6) DIY Learning – This is a movement that continues to gain traction as we discover a truth that many have known for centuries. When you learn by doing it yourself, it sticks and it helps you become a more self-directed and self-governed learner. In the digital age, learners have access to more resources for self-directed learning than any time in history. A simple “how to…” search on YouTube is enough give take us step-by-step through the most simple or complex problems, and homeschoolers are tapping into this power for rich and robust learning experiences.
7) Makerspaces – A maker space is typically a physical location in a community that includes the tools and resources to make things. Some makerspaces focus on electronics, building materials, crafting, or any other form of making. These are often community-based, available to anyone for free or a low-cost. It is not just the tools that makes a great makerspace, it is also the community of makers that go to it. Together, there is collaboration, informal mentoring, and more. Such spaces continue to expand around the United States, making the tools of making available to almost anyone in a given community, including homeschoolers. In fact, given that homeschoolers have more flexibility in their day, these resources are arguably more available to homeschoolers than to young people in traditional schools. Many traditional schools still tend to be largely bound by the walls of their schools and the boundaries of their grounds, with the occasional exception of field trips.

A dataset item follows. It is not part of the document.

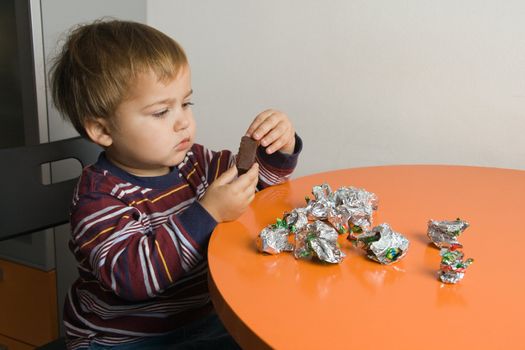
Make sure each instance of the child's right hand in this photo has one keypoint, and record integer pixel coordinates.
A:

8) The Personal Learning Network – I’ve written about this elsewhere, but a personal learning network is just what it sounds like, a network of people and resources that one uses to learn. It leverages digital content, digital communication resources, online communities and groups, as well as physical communities, groups and resources in one’s region. By inviting students to build network by which they can learn, they are essentially creating a personalized “school” that they can adapt and expand throughout their lives. This is essentially about discovering and leveraging the nature of life and learning in a connected world.

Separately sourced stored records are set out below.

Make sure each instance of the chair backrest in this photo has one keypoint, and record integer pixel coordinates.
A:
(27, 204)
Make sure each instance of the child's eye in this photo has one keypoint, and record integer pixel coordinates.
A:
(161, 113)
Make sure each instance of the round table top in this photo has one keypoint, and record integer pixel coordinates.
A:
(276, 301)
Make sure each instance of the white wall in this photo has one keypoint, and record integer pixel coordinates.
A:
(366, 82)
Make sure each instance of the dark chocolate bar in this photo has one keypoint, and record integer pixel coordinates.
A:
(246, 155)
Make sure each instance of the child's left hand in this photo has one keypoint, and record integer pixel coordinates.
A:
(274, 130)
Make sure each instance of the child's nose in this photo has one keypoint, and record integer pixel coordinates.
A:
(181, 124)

9) Unbundled Education – Many do not realize that public and private schools are not always an all-or-nothing option. Many allow homeschoolers to participate in some portions of the schools and not others. Students might attend for a few courses and not others, come for after-school chess club but skip in the school day, or all sorts of personalized options. Flexibility and openness to such options varies by school, district and region; but the trend in most places is toward openness, even as schools in general are moving away from a one-size-fits all factory model to more personalized learning from individuals.
10) The Awakening – People today are getting more informed about the possibilities for life and learning in a connected and increasingly digital world. More are realizing that it is unnecessary and unwise to limit a learning organization or learner’s experience to what you get from a single curriculum-provider, textbook and workbook series, or school program. People have more choices than any time in history when it comes to finding the right learning fit for students. As this awakening expands, so will homeschooling, blends of homeschooling and traditional school, and what I like to call community-based connected schooling.